Ma quello che più seduce il rincoglionito sinistrume occidentale sarebbe la nuova Costituzione del Rojava.

La cosiddetta Carta del Contratto Sociale del Rojava trae ispirazione dalle Costituzioni dei paesi europei, con non poche assonanze con quella italiana. Come vuole la dottrina dei costituzionalisti che nel secondo dopoguerra hanno redatto le leggi fondamentali degli Stati che avevano attraversato la “parentesi” di esperienze apertamente totalitarie, la costituzione deve essere “lunga”, cioè deve avere molti articoli che definiscano in maniera dettagliata l’articolazione e l’equilibrio reciproco delle istituzioni e dei poteri in modo da stabilire un “sistema di garanzie” tale da impedire che colpi di mano o forzature politiche ne stravolgano la natura democratica favorendo l’instaurazione della dittatura di un partito o di un individuo.

La Carta del Rojava con i suoi 96 articoli e con la separazione fra i poteri esecutivo, legislativo e giudiziario e la definizione delle istituzioni che a essi devono presiedere, risponde almeno al requisito della “lunghezza”, nonostante sia stato elaborato nelle condizioni di una guerra in corso e al quale si prevedono ulteriori elaborazioni a conflitto concluso.

Inoltre, come gli stessi costituzionalisti democratici hanno prescritto, la legge fondamentale dello Stato deve essere “rigida” nel senso che non può essere contraddetta dalle leggi ordinarie, di grado inferiore. Vi sono quindi prescritti compiti e struttura della Suprema Corte Costituzionale col compito di «verificare la costituzionalità delle leggi promulgate dall’Assemblea Legislativa e delle decisioni adottate dal Consiglio Esecutivo» e di «controllare leggi e regolamenti che potessero risultare in conflitto con la lettera e lo spirito della Carta e della Costituzione».

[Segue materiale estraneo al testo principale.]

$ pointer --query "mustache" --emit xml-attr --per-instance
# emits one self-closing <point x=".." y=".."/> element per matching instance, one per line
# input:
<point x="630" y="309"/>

Dunque, come ogni Stato capitalista che si rispetti, la dittatura della classe borghese è inquadrata e abbellita in un meccanismo giuridico formale che solo serve a nascondere la natura di classe dello Stato sventolando davanti ai proletari e ai contadini poveri la logora bandiera dei “diritti”. Che il Rojava si sia dovuto dotare di una carta costituzionale e che inoltre sia così conforme ai principi sanciti dalle costituzioni dei paesi di vecchio decrepito capitalismo, per noi marxisti è immediata conferma del carattere borghese dell’entità statuale che si è creata nel Nord della Siria e delle finalità di dominazione di classe sul proletariato dello Stato che si intende strutturare in tale cornice giuridica.

Non a caso la Carta del Rojava sancisce la difesa della proprietà privata: «Ogni individuo ha il diritto alla proprietà e nessuno può essere privato di un bene se non in conformità con la legge se non per ragioni di pubblica utilità o interesse e in cambio di un giusto indennizzo».

Un merito possiamo riconoscerlo a tale Carta: non vi si fa mai in alcun luogo riferimento al termine “socialismo”.

E l’articolo 86 stabilisce la formula del giuramento dei membri dell’Assemblea Legislativa: «Giuro su Dio Onnipotente...». Questi deputati, che si suppongono tutti credenti nel Padreterno e certi della sua onnipotenza, legifereranno in nome della proprietà capitalistica esattamente come da più di due secoli si fa nei parlamenti democratici di tutto il mondo.